La voilà donc qui file dans les salles, slalomant entre les sculptures et dévalant les escaliers. De fines gouttes de sueurs perlent sur son front. Elle n'est pas allée aussi vite lorsqu'elle cherchait à battre Kim.

Elle se retrouve dans l'aile Denon, au premier niveau et ses jambes glissent le long des salles. Elle finit par s'arrêter brusquement en apercevant, assise contre un mur…Solaris, qui ne semble absolument pas s'inquiéter. Posée sur ses genoux, un carnet, elle y dessine avec attention, tout en levant parfois les yeux vers l'œuvre devant elle. Elle a, en arrivant, pu lire Madame Vigée-Le Brun et sa fille, Jeanne-Lucie-Louise, dite Julie. C'est un autoportrait. La tendresse et le naturel qui se dégage du tableau l'ont profondément touchée. La façon dont cette mère sert sa fille contre elle, la douceur des traits de l'enfant, vu à travers le coup de pinceau de sa mère, elle n'a pas pu s'empêcher de vouloir reproduire ce tableau si simple et si puissant à la fois.

Et comme à chaque fois qu'elle dessine, comme à chaque fois qu'elle se laisse totalement allé à son art, Solaris perd la notion du temps. Elle n'a pas remarqué que les salles se vidaient et n'a même pas vu que les lumières s'étaient éteintes, pour la plupart.

Alix s'approche d'elle et regarde par-dessus son épaule, intriguée. Elle reconnait le tableau de Vigée-Le brun, devant lequel elle s'arrête souvent. Il lui rappelle sa mère. Le coup de crayon de solaris lui donne une ambiance différente, bien plus mélancolique.

« Sol ! » Alix finit par appeler la jeune femme qui n'a toujours par remarquer sa présence. La blonde finit par sursauter violement. Ses yeux se posent sur Alix avant de regarder autour d'elle.

« Ton père t'a appelé au moins vingt fois ! Il a peur que tu te sois perdue ou je sais pas. Et toi, t'es juste là entrain de dessiner ! Ça fait une heure et demi que le musée est fermé ! Moi je me suis fait engueuler par mon père à cause de toi ! » La voix d'Alix est dure et saccadée. La jeune adolescente a les bras croisés sur sa poitrine et l'air boudeur, mais en croisant l'air perdue de solaris, elle se radoucit et soupire.

« Heureusement que je suis passée par ici, sinon, tu restais bloquée jusqu'à demain. »

« Merci d'être venue me chercher, Alix… » Solaris murmure, confuse, en laissant tomber son carnet. Alix se penche pour le ramasser.

« Je ne sais pas depuis combien de temps tu es sur ce dessin, mais j'adore.
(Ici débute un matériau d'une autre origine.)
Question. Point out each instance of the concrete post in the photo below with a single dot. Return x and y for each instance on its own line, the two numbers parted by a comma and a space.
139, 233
Bon, c'est un peu trop réaliste à mon goût, mais l'expression de la mère, j'adore ! Je t'emmènerais en salle d'art plastique demain, au collège, le prof va t'adorer. »

Solaris rougit, elle n'a jamais vraiment montrer ses dessins à qui que ce soit, et elle n'était pas prête à le faire aujourd'hui, encore moins à une parfaite inconnue. Elle se redresse avec maladresse et Alix attrape sa main, serrant les doigts chauds de solaris contre les siens.

« Allez, on rentre avant que mon père appelle la police, sinon, tu vas avoir le droit à l'officier Roger et à son insupportable fille. Elle est dans notre classe, Sabrina. Horrible, tu verras. »

C'est ensemble qu'elle rentre. Alix skate lentement, pour que Sol puisse la suivre. Une fois à l'appartement, elles se font toutes deux passées un savon mais partage malgré tout un sourire complice. Finalement, peut-être qu'elle arrivera à se faire accepter par sa nouvelle colocataire, se dit Solaris en allant, cette nuit-là, se coucher.

« Mon reveil est à sept heure. D'habitude, je mets dix minutes pour aller au collège, en roller, là, il nous en faudra bien vingt, donc j'espère que tu te presses le matin, parce qu'hors de question que je me lève plus tôt. » Alix annonce avant d'enfiler ses airs pods. Solaris n'a pas le temps de lui souhaiter une bonne nuit…Ce sera peut-être plus compliqué qu'elle le pensait. C'est anxieuse, qu'elle s'endort.